Another Factor In The Savings Decline
September 27, 2000
The generally accepted explanation for the decline in personal savings is that Americans look to their stock market and real estate gains to salve their consciences as they sally forth to buy more things. Economist Ian Morris of HSBC Securities doesn't disagree with this view, but he thinks there is another factor involved -- the federal budget surplus.
Here is an outline of Morris' theory:
- The personal savings rate began to decline sharply well before the huge run-up in stocks -- but it coincided with the beginning of the shrinking of the federal deficit as a share of national output.
- In effect, rising government saving -- or less dis-saving -- has been offset by falling personal saving.
- This suggests that people's savings behavior is highly responsive to government borrowing.
- As economist David Ricardo theorized in 1817, people realize that rising government deficits foreshadow rising future taxes -- and so they postpone their consumption and boost their savings to prepare for the taxes ahead.
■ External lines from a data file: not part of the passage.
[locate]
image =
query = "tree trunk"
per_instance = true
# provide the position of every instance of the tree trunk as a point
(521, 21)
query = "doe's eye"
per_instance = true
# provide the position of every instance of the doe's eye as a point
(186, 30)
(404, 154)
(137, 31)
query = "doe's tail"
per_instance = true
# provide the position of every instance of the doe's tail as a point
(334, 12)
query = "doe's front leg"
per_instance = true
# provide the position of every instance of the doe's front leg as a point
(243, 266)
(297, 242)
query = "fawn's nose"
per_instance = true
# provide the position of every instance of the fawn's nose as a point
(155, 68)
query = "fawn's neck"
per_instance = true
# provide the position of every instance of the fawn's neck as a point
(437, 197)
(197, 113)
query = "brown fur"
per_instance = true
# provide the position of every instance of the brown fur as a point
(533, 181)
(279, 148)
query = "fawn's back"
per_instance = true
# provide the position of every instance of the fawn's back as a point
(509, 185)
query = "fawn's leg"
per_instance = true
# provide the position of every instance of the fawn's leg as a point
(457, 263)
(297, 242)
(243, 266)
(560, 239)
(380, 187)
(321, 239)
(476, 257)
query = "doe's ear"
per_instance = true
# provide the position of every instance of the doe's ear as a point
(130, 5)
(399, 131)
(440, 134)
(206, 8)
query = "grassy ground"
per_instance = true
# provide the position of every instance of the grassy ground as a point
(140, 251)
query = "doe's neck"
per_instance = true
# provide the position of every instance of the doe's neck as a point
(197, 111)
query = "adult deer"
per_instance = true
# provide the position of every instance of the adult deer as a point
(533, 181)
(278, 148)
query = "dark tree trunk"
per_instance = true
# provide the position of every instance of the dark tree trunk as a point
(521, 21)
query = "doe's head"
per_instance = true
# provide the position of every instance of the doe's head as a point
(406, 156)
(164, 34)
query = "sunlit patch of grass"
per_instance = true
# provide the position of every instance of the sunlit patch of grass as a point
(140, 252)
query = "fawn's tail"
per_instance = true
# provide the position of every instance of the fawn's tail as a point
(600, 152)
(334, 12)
Conversely, they respond to falling deficits and government surpluses by lowering savings, Morris believes.
He finds further evidence to bolster his theory from similar behavior abroad. Australia, Britain, Canada, Holland, Italy, New Zealand, Portugal and Sweden all saw sharp declines in their personal savings rates in the 1990s. And all also posted improvements in their structural government budget balances -- cyclically adjusted.